Por Charles Simpson

La diferencia está en la presencia de Dios.

No hay ocasión que se compare con la conclu­sión de una buena cena, cuando se está con perso­nas que uno ama, sintiendo la presencia del Señor. A veces, en esta atmósfera de la cena de la noche, mi familia y yo compartimos algún pasaje de las Escrituras cuando todavía estamos sentados alre­dedor de la mesa. Es un acto sencillo, después de la comida, cuando volvemos nuestros pensamien­tos hacia el Señor y conversamos sobre el pasaje. Hace poco, durante una de estas ocasiones, senti­mos la presencia de Dios en una forma extraordi­naria.

Noté esa noche que estábamos en su presencia, la calidad especial de la contribución de cada miembro de la familia sobre la Escritura. Había cierta sobriedad en nuestros comentarios y cuan­do nos tomamos de las manos para orar, la pre­sencia de Dios se hizo poderosamente real. Nos hizo recordar nuevamente que cuando comemos y bebemos juntos en la presencia de Dios, la mani­festación del Señor es quizás la más significativa de todas las que compartimos con Jesucristo.

La cena del pacto

Las Escrituras enseñan que comer y beber jun­tos, es a menudo símbolo y contexto de un pacto. Cada vez que Dios hizo pacto con los hombres, como cuando él adquirió una obligación con no­sotros para salvarnos y liberarnos, lo confirmó con una comida.

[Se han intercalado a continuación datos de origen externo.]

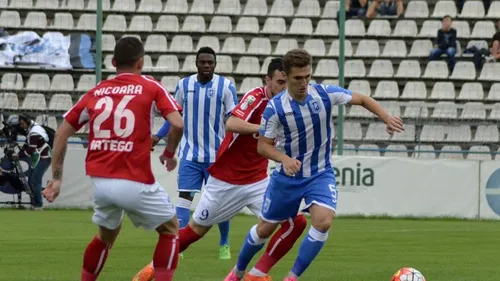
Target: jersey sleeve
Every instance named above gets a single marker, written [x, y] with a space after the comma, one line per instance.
[247, 106]
[269, 123]
[78, 115]
[338, 95]
[230, 98]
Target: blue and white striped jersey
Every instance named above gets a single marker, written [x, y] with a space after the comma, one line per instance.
[205, 107]
[304, 130]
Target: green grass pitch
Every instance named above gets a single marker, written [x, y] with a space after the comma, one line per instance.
[48, 245]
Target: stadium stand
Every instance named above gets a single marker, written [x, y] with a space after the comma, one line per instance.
[386, 58]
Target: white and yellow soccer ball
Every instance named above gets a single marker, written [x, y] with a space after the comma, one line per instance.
[408, 274]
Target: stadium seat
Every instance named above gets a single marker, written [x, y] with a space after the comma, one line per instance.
[308, 8]
[379, 28]
[335, 48]
[168, 63]
[124, 6]
[60, 102]
[229, 7]
[494, 93]
[202, 7]
[282, 8]
[316, 47]
[443, 8]
[224, 64]
[490, 72]
[436, 70]
[487, 133]
[414, 90]
[483, 29]
[12, 81]
[255, 8]
[249, 83]
[395, 150]
[284, 45]
[194, 24]
[367, 48]
[9, 101]
[63, 21]
[327, 68]
[170, 82]
[445, 110]
[381, 69]
[354, 68]
[464, 70]
[473, 111]
[220, 24]
[62, 82]
[354, 28]
[176, 7]
[451, 152]
[180, 43]
[327, 28]
[234, 45]
[248, 25]
[248, 65]
[368, 150]
[416, 110]
[141, 24]
[420, 48]
[360, 86]
[472, 9]
[395, 49]
[479, 152]
[150, 6]
[417, 9]
[386, 90]
[301, 26]
[10, 19]
[405, 28]
[429, 29]
[352, 131]
[377, 131]
[409, 69]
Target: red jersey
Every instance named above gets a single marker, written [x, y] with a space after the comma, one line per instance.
[120, 112]
[237, 160]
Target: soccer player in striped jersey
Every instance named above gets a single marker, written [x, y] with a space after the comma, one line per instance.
[207, 100]
[296, 132]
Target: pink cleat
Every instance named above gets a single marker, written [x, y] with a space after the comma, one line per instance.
[232, 276]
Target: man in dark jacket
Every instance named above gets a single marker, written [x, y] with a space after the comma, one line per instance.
[446, 43]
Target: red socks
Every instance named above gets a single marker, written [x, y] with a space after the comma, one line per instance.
[281, 242]
[165, 257]
[187, 237]
[93, 259]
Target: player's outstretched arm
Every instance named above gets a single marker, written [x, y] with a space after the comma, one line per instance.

En las culturas antiguas del cercano oriente se consideraba cada comida como un pacto. Tomar parte de una comida significaba ser invitado a la casa de una persona para compartir su vida fami­liar. Nadie hubiera pensado aceptar una invitación de comer en su casa y traicionarlo después. Tal vez lo peor que se pudo haber dicho de Judas en la Biblia fue profetizado en los Salmos: «Aun el hombre de mi paz, en quien yo confiaba, el que de mi pan comía, alzó contra mí el calcañar» (Sal. 41:9).

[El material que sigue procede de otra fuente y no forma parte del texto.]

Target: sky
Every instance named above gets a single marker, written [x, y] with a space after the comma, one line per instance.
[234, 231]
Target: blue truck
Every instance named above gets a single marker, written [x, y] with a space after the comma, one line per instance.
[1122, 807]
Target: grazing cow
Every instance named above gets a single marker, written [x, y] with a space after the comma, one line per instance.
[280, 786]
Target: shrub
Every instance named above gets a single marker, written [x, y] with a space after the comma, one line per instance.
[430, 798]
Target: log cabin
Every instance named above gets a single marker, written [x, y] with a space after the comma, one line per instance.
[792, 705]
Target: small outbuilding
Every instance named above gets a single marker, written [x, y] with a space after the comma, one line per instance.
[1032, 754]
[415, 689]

Dios le da una importancia muy grande a las comidas. Por ejemplo, Israel fue sacado de Egip­to por una comida de pacto. Pudiera parecernos extraño que fueran salvados por comer. De cual­quier manera, Dios escogió salvarnos usando la co­mida de la Pascua.

La historia de la Pascua tiene sentido cuando la vemos en retrospectiva, pero si usted y yo hubié­semos vivido entonces, no la hubiéramos entendi­do mucho. ¿Se puede imaginar las conversaciones que surgieron en los hogares hebreos después que Moisés les dijo a los hombres lo que Dios quería que hicieran? Casi puedo oír a la esposa de uno de ellos preguntar a su marido:

– ¿Qué pasó en la reunión?

– Mañana te lo diré.

– ¡Ah, vamos! ¿Qué dijo Moisés?

-Pues, dijo que comiéramos cordero la próxima semana.

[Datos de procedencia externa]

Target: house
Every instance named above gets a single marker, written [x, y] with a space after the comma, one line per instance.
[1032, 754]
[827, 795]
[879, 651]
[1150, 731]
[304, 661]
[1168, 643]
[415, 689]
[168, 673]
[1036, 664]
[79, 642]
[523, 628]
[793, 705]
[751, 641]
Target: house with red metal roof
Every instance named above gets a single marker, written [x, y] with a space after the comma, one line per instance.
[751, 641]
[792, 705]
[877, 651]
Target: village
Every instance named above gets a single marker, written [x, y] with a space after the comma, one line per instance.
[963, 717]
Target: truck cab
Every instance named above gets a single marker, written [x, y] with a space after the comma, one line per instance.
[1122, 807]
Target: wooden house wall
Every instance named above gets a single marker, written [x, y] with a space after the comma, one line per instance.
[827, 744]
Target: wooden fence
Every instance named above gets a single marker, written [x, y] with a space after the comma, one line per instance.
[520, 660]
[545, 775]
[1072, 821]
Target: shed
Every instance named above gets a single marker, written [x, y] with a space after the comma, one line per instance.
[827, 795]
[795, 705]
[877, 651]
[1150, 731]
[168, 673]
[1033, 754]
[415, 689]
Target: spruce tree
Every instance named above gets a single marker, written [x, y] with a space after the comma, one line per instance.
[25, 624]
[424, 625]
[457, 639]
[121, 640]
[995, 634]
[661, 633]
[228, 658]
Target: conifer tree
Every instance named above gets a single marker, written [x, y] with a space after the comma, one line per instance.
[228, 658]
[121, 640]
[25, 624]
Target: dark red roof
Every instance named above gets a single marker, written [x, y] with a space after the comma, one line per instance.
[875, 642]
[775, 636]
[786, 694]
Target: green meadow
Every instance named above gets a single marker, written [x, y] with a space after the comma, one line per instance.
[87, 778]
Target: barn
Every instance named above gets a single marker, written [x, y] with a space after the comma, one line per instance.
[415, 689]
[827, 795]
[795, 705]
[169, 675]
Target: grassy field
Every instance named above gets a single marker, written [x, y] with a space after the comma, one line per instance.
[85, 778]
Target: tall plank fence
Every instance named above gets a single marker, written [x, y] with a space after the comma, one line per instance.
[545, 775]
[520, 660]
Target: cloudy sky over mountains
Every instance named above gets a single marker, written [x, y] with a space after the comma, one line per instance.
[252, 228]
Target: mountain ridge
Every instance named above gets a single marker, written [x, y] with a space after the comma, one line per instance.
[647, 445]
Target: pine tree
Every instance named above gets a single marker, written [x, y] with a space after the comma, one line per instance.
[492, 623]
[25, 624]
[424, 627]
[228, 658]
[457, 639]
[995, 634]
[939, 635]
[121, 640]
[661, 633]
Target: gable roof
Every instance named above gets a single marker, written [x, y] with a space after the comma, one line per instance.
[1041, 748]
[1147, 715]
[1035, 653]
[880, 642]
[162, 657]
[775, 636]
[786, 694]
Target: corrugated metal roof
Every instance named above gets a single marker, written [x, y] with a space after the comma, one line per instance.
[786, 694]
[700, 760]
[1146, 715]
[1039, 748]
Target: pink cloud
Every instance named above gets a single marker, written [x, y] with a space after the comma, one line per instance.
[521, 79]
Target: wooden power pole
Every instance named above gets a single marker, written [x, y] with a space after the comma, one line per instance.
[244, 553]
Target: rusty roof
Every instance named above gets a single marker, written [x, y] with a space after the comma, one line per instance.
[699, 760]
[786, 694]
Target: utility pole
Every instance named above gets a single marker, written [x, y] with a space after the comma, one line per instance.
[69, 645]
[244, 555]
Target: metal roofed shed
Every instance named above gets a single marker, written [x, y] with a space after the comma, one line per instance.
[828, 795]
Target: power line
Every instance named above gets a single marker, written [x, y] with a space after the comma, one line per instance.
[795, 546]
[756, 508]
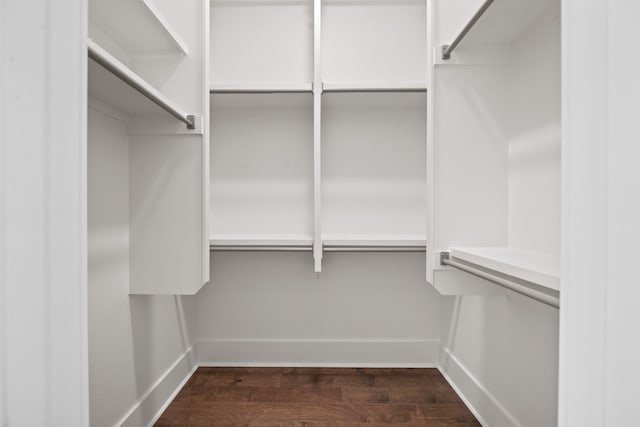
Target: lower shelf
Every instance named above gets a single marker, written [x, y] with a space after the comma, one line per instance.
[539, 268]
[260, 243]
[496, 270]
[330, 243]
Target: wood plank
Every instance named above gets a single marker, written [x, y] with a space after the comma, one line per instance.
[317, 397]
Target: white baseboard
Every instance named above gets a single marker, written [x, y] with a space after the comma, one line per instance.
[319, 353]
[147, 410]
[486, 408]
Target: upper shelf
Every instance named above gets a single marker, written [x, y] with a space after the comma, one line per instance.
[135, 26]
[414, 242]
[115, 84]
[261, 88]
[501, 22]
[538, 268]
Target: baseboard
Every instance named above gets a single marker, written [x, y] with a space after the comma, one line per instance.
[147, 410]
[486, 408]
[319, 353]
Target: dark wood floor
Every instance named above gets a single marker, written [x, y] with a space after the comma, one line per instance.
[316, 397]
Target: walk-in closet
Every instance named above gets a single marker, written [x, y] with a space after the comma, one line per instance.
[318, 212]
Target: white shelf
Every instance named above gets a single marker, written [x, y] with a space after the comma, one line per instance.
[505, 20]
[539, 268]
[113, 91]
[261, 88]
[135, 26]
[414, 241]
[374, 87]
[260, 241]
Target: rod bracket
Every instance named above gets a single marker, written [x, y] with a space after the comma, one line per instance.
[445, 54]
[192, 122]
[444, 257]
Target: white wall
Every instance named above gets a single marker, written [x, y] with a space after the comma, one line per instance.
[534, 138]
[43, 283]
[600, 338]
[139, 346]
[363, 309]
[508, 347]
[501, 352]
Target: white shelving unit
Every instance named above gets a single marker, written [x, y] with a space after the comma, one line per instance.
[261, 88]
[496, 187]
[141, 86]
[123, 89]
[374, 87]
[135, 28]
[535, 267]
[359, 180]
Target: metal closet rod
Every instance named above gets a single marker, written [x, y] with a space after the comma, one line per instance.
[448, 48]
[121, 71]
[542, 297]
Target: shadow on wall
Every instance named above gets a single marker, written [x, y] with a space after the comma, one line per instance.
[508, 348]
[163, 330]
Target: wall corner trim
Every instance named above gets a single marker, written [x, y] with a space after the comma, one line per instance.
[473, 393]
[164, 390]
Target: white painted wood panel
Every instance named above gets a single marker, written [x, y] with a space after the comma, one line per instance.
[261, 42]
[539, 268]
[374, 168]
[261, 166]
[374, 41]
[43, 216]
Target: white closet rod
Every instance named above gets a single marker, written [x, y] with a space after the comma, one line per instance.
[259, 90]
[449, 48]
[125, 74]
[512, 285]
[380, 248]
[355, 88]
[309, 248]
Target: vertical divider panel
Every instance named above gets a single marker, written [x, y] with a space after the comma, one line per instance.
[317, 152]
[206, 141]
[430, 142]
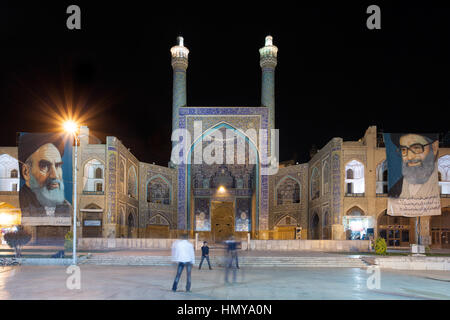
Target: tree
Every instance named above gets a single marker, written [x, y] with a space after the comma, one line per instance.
[380, 246]
[68, 241]
[17, 239]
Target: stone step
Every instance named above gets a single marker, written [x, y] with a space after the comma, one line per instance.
[346, 262]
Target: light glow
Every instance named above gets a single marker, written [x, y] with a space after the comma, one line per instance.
[7, 219]
[70, 126]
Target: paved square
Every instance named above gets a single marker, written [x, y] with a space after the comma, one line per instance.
[154, 282]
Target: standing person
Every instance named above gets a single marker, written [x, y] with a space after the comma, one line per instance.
[231, 255]
[205, 255]
[183, 253]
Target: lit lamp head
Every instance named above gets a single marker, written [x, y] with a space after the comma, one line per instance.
[70, 127]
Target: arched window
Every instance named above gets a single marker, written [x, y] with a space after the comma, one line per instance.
[315, 227]
[98, 173]
[14, 173]
[382, 177]
[99, 186]
[130, 225]
[325, 177]
[122, 177]
[9, 173]
[444, 171]
[158, 190]
[287, 191]
[349, 174]
[315, 187]
[132, 182]
[93, 176]
[354, 180]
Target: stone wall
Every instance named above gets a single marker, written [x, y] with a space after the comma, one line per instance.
[296, 211]
[151, 213]
[265, 245]
[412, 263]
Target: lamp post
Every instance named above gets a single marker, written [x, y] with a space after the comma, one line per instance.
[72, 128]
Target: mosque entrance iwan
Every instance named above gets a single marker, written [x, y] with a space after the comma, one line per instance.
[222, 222]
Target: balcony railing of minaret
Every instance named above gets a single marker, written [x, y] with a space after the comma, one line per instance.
[179, 51]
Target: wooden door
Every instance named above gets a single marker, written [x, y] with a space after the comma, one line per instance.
[222, 220]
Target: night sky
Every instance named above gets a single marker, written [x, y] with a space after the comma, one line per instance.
[334, 76]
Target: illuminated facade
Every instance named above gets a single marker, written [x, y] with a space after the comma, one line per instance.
[341, 193]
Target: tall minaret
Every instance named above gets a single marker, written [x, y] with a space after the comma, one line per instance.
[179, 64]
[268, 62]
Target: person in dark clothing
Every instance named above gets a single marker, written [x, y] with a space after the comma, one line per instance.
[231, 255]
[205, 255]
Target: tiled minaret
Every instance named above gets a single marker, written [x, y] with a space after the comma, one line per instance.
[268, 62]
[179, 65]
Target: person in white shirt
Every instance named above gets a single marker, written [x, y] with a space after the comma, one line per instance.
[183, 254]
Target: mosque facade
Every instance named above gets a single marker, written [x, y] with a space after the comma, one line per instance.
[341, 193]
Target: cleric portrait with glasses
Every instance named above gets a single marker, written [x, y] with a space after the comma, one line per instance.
[419, 179]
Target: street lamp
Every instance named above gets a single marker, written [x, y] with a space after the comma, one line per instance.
[72, 128]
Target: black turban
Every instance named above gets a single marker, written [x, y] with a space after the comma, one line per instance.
[395, 137]
[30, 142]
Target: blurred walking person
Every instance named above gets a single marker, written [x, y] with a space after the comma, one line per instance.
[205, 255]
[183, 253]
[231, 256]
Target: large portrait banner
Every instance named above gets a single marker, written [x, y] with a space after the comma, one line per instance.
[413, 187]
[46, 180]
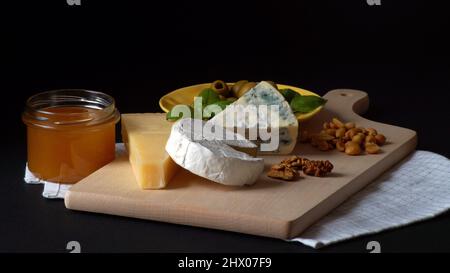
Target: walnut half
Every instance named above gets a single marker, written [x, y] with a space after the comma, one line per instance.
[289, 169]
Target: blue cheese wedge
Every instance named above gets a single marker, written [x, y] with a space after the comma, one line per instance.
[282, 121]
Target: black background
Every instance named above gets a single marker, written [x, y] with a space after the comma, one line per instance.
[397, 52]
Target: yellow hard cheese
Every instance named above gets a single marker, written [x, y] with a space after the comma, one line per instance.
[145, 137]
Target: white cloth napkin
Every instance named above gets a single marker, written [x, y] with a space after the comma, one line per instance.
[416, 189]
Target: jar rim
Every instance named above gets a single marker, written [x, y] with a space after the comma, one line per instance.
[37, 108]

-No tenemos el dinero para comprar cordero. Somos esclavos.

-Pues tendremos que conseguirlo de alguna manera. Y lo vamos a comer con yerbas amargas.

– Pero tú sabes que a los niños no les gusta las yerbas amargas.

-Sí lo sé, pero Moisés dijo que lo hiciéramos.

-Este es el mismo que nos trajo las ranas y los piojos, ¿no es cierto?

-Olvídate de eso. Además de cordero, vamos a comer panes sin levadura. No podemos ni tenerla en la casa siquiera.

– ¡No puedo creerlo! La levadura nunca hizo daño a nadie.

-Si eso te altera, pues no te contaré el resto.

-¿Qué resto?

– Tenemos que pintar el frente de la casa con sangre.

-¿Con sangre? Pues lo siento, pero eso sí que no. El frente de mi casa, ¡no!

-Si no lo hacemos, Moisés dijo que nuestro hi­jo mayor morirá.

-Oh … ¿qué dijiste que tenemos que hacer?

La Biblia dice que cada una de las familias he­breas se reunió a la media noche para comer, ves­tida para viajar. Comieron las yerbas amargas que simbolizaban arrepentimiento. Comieron el corde­ro, un tipo del Hijo de Dios. Hubo pan sin levadu­ra, símbolo de la vida de Dios, pura y sin engaño, sin nada que le dé la apariencia que es mayor o mejor de lo que realmente es. Se alistaron para sa­lir y comieron. A la media noche, el ángel de la muerte pasó. En todo Egipto se oyó un gran cla­mor cuando los primogénitos murieron y los he­breos fueron liberados.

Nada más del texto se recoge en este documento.